Trading in foreign currencies can have slim margins but bulk trading makes up for it and can be quite profitable.
Daily forex trades are currently valued at $6.6 trillion a day. So it is surprising that Citigroup one of the biggest banks involved in the FX industry, is planning to pull back and scale down its involvement in forex.
Citi has announced that it plans to cut down the number of FX which it connects to by two-thirds. This reduction will happen in the first quarter of the next year.
Though this move does scale down the bank’s presence in the FX market, it is also a pretty smart move.
When Citi pulls back from its multiple platforms, it doesn’t need to pay commissions and fees anymore. This could potentially save the bank millions of dollars on a yearly basis.
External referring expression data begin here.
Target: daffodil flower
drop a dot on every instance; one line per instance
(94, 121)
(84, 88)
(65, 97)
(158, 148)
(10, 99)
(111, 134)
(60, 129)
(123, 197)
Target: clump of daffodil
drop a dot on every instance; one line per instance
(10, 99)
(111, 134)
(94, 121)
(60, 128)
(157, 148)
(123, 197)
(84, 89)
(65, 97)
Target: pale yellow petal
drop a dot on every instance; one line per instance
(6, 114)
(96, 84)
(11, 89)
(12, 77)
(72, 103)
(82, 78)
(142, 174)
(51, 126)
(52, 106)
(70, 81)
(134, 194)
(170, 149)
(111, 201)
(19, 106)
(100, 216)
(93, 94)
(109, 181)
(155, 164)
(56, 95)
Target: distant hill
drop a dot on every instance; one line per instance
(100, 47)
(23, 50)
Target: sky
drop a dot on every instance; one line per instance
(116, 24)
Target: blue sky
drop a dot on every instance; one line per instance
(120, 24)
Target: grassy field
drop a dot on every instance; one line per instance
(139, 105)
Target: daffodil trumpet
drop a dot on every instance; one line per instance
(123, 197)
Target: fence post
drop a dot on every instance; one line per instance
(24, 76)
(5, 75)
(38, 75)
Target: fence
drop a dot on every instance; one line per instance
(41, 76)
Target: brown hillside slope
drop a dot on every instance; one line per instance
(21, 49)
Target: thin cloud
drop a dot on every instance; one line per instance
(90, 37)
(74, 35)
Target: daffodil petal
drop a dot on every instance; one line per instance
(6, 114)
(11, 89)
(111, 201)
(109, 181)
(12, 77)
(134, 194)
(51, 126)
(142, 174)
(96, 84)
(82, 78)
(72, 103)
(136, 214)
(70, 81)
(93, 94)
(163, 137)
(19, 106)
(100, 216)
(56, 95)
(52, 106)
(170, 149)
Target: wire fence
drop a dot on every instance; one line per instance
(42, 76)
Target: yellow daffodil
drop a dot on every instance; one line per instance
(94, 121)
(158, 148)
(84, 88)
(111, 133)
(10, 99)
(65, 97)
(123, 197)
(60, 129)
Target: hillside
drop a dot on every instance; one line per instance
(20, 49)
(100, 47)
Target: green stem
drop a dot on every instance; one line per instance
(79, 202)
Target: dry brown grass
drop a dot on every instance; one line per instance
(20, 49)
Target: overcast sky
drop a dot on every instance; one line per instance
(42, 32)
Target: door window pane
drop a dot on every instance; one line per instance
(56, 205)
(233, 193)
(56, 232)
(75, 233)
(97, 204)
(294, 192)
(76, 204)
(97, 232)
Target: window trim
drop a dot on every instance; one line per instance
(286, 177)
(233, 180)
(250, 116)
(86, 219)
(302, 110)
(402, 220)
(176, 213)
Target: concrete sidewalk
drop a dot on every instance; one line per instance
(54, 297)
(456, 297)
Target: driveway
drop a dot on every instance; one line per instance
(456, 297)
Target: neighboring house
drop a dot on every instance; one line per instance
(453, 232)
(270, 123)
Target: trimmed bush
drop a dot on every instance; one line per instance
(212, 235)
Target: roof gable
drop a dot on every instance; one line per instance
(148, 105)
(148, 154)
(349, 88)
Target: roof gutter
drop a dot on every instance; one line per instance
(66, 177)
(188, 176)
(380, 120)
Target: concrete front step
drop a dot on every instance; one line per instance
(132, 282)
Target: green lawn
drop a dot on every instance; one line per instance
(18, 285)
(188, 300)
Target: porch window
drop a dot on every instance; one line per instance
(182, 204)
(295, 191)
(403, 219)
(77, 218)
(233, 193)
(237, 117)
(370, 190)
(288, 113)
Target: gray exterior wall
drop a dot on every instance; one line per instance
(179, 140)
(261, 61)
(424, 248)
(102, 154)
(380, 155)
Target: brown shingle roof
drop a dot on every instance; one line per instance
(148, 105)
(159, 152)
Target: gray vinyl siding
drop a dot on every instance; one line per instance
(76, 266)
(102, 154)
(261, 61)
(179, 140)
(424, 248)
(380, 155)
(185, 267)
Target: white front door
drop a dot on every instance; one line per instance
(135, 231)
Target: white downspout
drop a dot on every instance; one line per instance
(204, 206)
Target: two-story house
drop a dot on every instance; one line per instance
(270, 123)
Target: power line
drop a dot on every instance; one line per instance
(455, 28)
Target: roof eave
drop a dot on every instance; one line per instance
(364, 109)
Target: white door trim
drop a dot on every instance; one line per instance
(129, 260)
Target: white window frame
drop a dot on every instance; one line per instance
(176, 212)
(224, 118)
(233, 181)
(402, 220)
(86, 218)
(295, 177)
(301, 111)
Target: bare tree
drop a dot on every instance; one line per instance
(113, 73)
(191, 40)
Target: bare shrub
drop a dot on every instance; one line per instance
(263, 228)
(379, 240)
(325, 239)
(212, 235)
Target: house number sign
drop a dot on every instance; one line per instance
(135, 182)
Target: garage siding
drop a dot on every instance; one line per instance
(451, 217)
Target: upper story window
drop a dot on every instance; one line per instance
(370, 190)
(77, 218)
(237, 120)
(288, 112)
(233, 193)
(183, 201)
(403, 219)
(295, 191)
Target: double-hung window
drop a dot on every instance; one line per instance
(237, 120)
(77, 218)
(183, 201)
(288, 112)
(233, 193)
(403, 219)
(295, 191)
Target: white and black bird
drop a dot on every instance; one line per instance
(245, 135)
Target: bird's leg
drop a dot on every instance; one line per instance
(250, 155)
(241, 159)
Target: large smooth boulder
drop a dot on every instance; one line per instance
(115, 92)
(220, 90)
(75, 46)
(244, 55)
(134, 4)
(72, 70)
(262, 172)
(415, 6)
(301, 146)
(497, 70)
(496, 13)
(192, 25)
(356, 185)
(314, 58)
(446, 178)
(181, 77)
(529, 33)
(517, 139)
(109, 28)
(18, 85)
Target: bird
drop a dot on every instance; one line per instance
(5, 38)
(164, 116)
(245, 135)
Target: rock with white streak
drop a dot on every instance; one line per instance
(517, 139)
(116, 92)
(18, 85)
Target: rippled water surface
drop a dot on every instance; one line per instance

The move could also mean that Citi wants to take back control of its forex dealings. In the past, banks jumped on any opportunity to partner with various third-party platforms to capture as much of the FX market as possible. However, with the competition looking to provide zero-fee transactions, some banks feel that they are the ones who are paying up.
Citi aims to cut down its FX platforms from 25 to 15. To determine which platforms it will continue to stay with, the bank has decided to send a survey to all its current platforms. The plan is to determine which of the platforms score best on the list of specified metrics and those are the platforms that will make the cut.
Other Banks Might Follow
Right now, big banks have their own forex systems which allow them to do their own forex trading with the prices they generate. But forex traders are always on the lookout for a good deal so they often turn to platforms that have multiple forex prices and try to get the best deal. Some of these platforms are successful in drawing in customers while other do not have much success. Citi is hoping to determine which platforms are the best and will only work with them going forward.
Experts say that Citi can save up to $10 million a year by reducing the number of FX platforms it supports. Citi is currently the only bank taking this approach in the market. However, there is a growing view among banks that smaller platforms are not worth the effort and other banks could soon follow Citi’s lead.